McKinsey Redrock Study: How It Works & How to Practice
The McKinsey Redrock Study is a newer Solve module built around gathering and interpreting research data to answer questions. Here is what candidates report, what it really measures, and how to train the data interpretation and working memory it demands for free.
TL;DR: The McKinsey Redrock Study is a newer module in the McKinsey Solve assessment (formerly Imbellus). It plays like a research simulation: you collect and read data about a scenario, then answer questions that hang on interpreting that data correctly. It measures data interpretation, numerical reasoning, and working memory — and Solve records how you work, not just your answers. You cannot rehearse the exact study, but the underlying data and memory skills are very trainable for free.
What the Redrock Study is
Candidates describe Redrock as more analytical and less "gamey" than the Ecosystem or Plant Defense tasks. You are dropped into a scenario — often framed around a population or environment to investigate — and asked to gather information, read charts and tables, and answer a linked series of questions. Later questions tend to build on earlier data, so you have to hold findings in mind as you go rather than treating each item in isolation.
Redrock is part of McKinsey Solve, the assessment that replaced what applicants once called the Imbellus test or the Problem Solving Game. Being a newer addition, accounts of it vary and the format is still evolving. McKinsey does not publish the rules, so treat your invitation and its tutorial as the only reliable description — not this page or any forum.
What it actually measures
At its core Redrock is a data interpretation and quantitative reasoning task. Can you read a chart or table accurately, pull the relevant number, do sound arithmetic, and draw a conclusion the data actually supports rather than one it merely suggests? That is the daily bread of consulting work, which is why McKinsey tests it directly.
There is also a real working memory load. Because questions build on information you gathered earlier, you need to retain and manipulate several facts at once — the same juggling act that separates careful analysts from people who lose the thread halfway through a problem.
And as across all of Solve, process data is captured. The tool can see how you approach the data, whether you check before answering, and how you handle a question that depends on an earlier one. So the goal is not a memorised answer key — it is demonstrating clean, careful analytical working.
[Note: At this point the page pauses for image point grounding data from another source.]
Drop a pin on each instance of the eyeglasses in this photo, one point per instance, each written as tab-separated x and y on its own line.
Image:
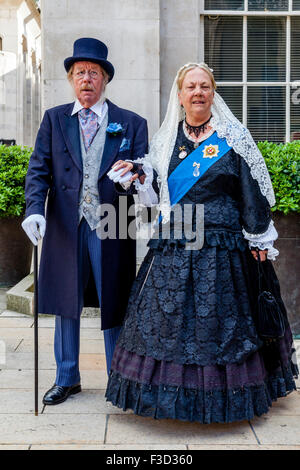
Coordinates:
91	73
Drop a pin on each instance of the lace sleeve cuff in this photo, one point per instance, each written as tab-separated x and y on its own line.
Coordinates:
146	194
264	241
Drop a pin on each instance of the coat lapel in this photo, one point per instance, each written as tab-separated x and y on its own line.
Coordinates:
70	129
112	142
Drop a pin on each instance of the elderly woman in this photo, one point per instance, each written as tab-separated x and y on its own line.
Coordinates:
189	348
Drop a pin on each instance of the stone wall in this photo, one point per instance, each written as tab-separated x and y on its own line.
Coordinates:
20	71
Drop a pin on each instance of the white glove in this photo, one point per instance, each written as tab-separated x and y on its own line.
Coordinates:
116	178
35	227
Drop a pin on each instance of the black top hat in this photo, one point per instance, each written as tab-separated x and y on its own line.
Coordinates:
92	50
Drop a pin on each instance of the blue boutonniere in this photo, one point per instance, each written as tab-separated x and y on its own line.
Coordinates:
114	128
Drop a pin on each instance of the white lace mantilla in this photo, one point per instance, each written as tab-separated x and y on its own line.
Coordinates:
225	124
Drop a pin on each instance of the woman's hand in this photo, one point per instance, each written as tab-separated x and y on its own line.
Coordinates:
127	167
262	254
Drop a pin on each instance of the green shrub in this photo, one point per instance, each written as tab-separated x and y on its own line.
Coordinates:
13	168
283	162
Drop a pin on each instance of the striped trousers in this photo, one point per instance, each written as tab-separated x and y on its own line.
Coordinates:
67	330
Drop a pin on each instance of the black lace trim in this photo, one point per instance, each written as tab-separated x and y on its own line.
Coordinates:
213	406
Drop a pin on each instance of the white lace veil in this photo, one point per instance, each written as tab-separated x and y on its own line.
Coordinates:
225	124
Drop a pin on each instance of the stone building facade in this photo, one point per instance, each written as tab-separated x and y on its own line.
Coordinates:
20	71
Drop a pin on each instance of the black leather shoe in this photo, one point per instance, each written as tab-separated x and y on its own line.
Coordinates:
58	394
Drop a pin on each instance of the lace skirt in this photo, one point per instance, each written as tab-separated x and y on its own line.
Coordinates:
189	349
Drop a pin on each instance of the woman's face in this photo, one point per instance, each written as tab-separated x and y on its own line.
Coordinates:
196	94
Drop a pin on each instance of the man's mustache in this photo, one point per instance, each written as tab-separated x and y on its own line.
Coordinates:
87	88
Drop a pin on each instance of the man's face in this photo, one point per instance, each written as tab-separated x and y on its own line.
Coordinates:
88	82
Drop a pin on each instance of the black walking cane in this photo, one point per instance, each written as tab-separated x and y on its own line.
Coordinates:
36	370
How to practise the skills (free)
You cannot practise the real Redrock Study, but its two engines — data interpretation and working memory — respond well to training.
For the analytical half, use numerical reasoning. It gives you charts and tables to interpret under time pressure and drills the exact loop Redrock rewards: find the relevant figure, reason about it, and answer only what the data supports. For the memory half, visual memory (Corsi block) and the n-back memory test build your capacity to hold and update several pieces of information at once — so that when a later question leans on something you saw earlier, it is still there to use.
These train the underlying skills, not a replica of the McKinsey study. What transfers is the habit of reading data precisely and keeping your findings in mind as a problem unfolds.
The rest of McKinsey Solve
Redrock is one module among several. The McKinsey Solve game guide covers the whole assessment and how it is scored, and the complete guide to game-based hiring assessments puts McKinsey in context next to HireVue, pymetrics, and Arctic Shores.
If your Solve invite also includes the famous food-chain task, the McKinsey Ecosystem Building game guide explains that one — a very different, more spatial kind of problem.
FAQ
Is Redrock a maths test? Partly. It leans harder on reading and interpreting data than on heavy calculation, but sound arithmetic and confidence with charts and tables both matter. It is closer to a data-interpretation task than a pure numbers drill.
Can I get the answers to Redrock? No. The scenario and data vary between sittings, and Solve grades your process — how you gather, check, and reason — alongside your answers. A leaked answer key could not match a changed dataset or reproduce the careful working the tool is designed to observe.
How do I stop losing track of earlier data? Train working memory directly. Short regular sessions on n-back and Corsi-block tasks build the capacity to retain and update facts, which is exactly what Redrock's build-on-earlier-questions structure demands.
Is Redrock on every McKinsey Solve invite? Not necessarily. Solve's module mix changes, and Redrock is a newer addition. Your invitation is the only reliable guide to what you will actually face.
GamePrep is an independent practice platform and is not affiliated with McKinsey & Company. McKinsey does not publish its game rules and the Solve assessment changes — verify everything against your invitation. We provide related skills practice only — no leaked questions or answers.